Las caricaturas políticas que aparecieron en países de habla no inglesa y que contenían humor sociopolítico e ironía específicos de ciertas regiones también fueron difíciles de manejar para Facebook, dijeron investigadores de desinformación.

Eso ha causado consecuencias entre muchos caricaturistas políticos. Uno es Ed Hall en el norte de Florida, cuyo trabajo independiente aparece regularmente en periódicos norteamericanos y europeos.

Cuando el primer ministro Benjamin Netanyahu dijo en 2019 que prohibiría a dos congresistas, críticas del trato de Israel a los palestinos, visitar el país, Hall dibujó una caricatura que mostraba un letrero pegado a un alambre de púas que decía, en alemán, “Los judíos no son Bienvenido.” Añadió una línea de texto dirigida al Sr. Netanyahu: “Oye Bibi, ¿olvidaste algo?”

Hall dijo que su intención era establecer una analogía entre la forma en que Netanyahu trataba a los representantes de Estados Unidos y la Alemania nazi. Facebook eliminó la caricatura poco después de su publicación, diciendo que violaba sus estándares sobre el discurso de odio.

“Si los algoritmos toman estas decisiones basándose únicamente en palabras que aparecen en un feed, entonces eso no es un catalizador para decisiones justas o mesuradas cuando se trata de libertad de expresión”, dijo Hall.

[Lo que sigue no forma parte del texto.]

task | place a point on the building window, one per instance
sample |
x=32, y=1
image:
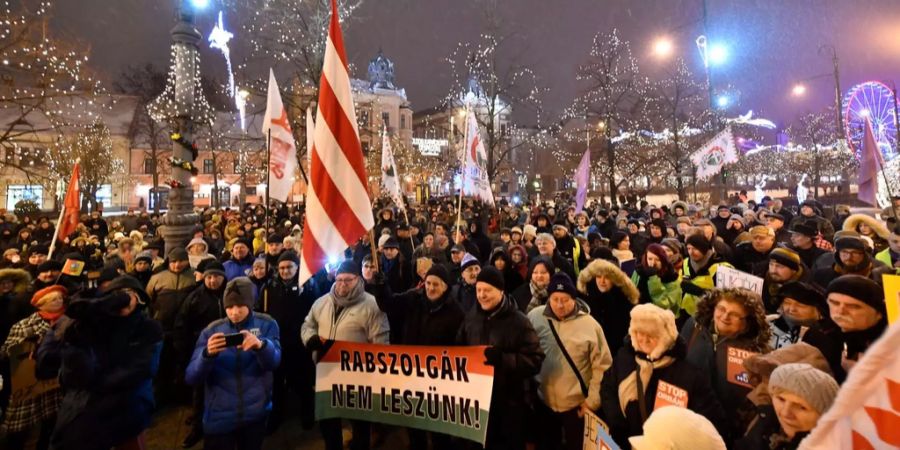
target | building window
x=363, y=119
x=16, y=193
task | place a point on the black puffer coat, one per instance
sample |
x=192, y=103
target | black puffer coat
x=680, y=373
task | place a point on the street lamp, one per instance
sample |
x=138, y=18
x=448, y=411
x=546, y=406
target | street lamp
x=663, y=47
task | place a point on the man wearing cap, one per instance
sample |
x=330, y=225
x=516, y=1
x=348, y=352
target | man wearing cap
x=241, y=262
x=513, y=349
x=201, y=307
x=167, y=290
x=396, y=268
x=784, y=266
x=850, y=257
x=752, y=256
x=776, y=223
x=285, y=301
x=346, y=313
x=429, y=316
x=237, y=380
x=803, y=241
x=856, y=306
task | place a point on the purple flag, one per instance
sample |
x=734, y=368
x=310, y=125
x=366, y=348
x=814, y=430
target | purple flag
x=870, y=164
x=582, y=180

Adam Zyglis, un caricaturista político sindicado a nivel nacional para The Buffalo News, también quedó atrapado en la mira de Facebook.

Después del asalto al Capitolio en enero, Zyglis dibujó una caricatura del rostro de Trump en el cuerpo de una cerda, con varios de los “partidarios” de Trump mostrados como lechones con sombreros MAGA y banderas confederadas. La caricatura era una condena de cómo Trump había alimentado a sus partidarios con un discurso violento y mensajes de odio, dijo Zyglis.

Lea también:  Se revela la fecha de lanzamiento de Moon Knight en Disney+ junto con un nuevo tráiler

Facebook eliminó la caricatura por promover la violencia. Zyglis supuso que se debía a que una de las banderas del cómic incluía la frase “Cuelguen a Mike Pence”, que los partidarios de Trump corearon sobre el vicepresidente durante el motín. Otro lechón simpatizante portaba una soga, elemento que también estuvo presente en el evento.

“Aquellos de nosotros que le decimos la verdad al poder estamos atrapados en la red con la intención de capturar el discurso de odio”, dijo Zyglis.

Para Bors, que vive en Ontario, el problema con Facebook es existencial. Si bien su principal fuente de ingresos son las membresías pagas de The Nib y la venta de libros en su sitio personal, obtiene la mayor parte de su tráfico y nuevos lectores a través de Facebook e Instagram.

Los derribos, que han resultado en “huelgas” contra su página de Facebook, podrían cambiar eso. Si acumula más huelgas, su página podría borrarse, algo que, según Bors, reduciría el 60 por ciento de sus lectores.

“Eliminar a alguien de las redes sociales puede poner fin a su carrera en estos días, por lo que se necesita un proceso que distinga la incitación a la violencia de una sátira de estos mismos grupos que realizan la incitación”, dijo.

El Sr. Bors dijo que también había tenido noticias de los Proud Boys. Un grupo de ellos se organizó recientemente en la aplicación de chat de mensajería Telegram para informar masivamente a Facebook sobre sus caricaturas críticas por violar los estándares de la comunidad del sitio, dijo.

“Simplemente te despiertas y descubres que estás en peligro de que te cierren porque tu cómic provocó a los nacionalistas blancos”, dijo.

Facebook a veces ha reconocido sus errores y los ha corregido después de que él hizo apelaciones, dijo Bors. Pero el ir y venir y la posibilidad de expulsión del sitio han sido frustrantes y lo hicieron cuestionar su trabajo, dijo.

“A veces pienso si una broma vale la pena o si nos prohibirá”, dijo. “El problema con eso es, ¿dónde está la línea en ese tipo de pensamiento? ¿Cómo afectará a mi trabajo a largo plazo? “

Cade Metz contribuido con informes.

Leave a Reply

Your email address will not be published.

This site uses Akismet to reduce spam. Learn how your comment data is processed.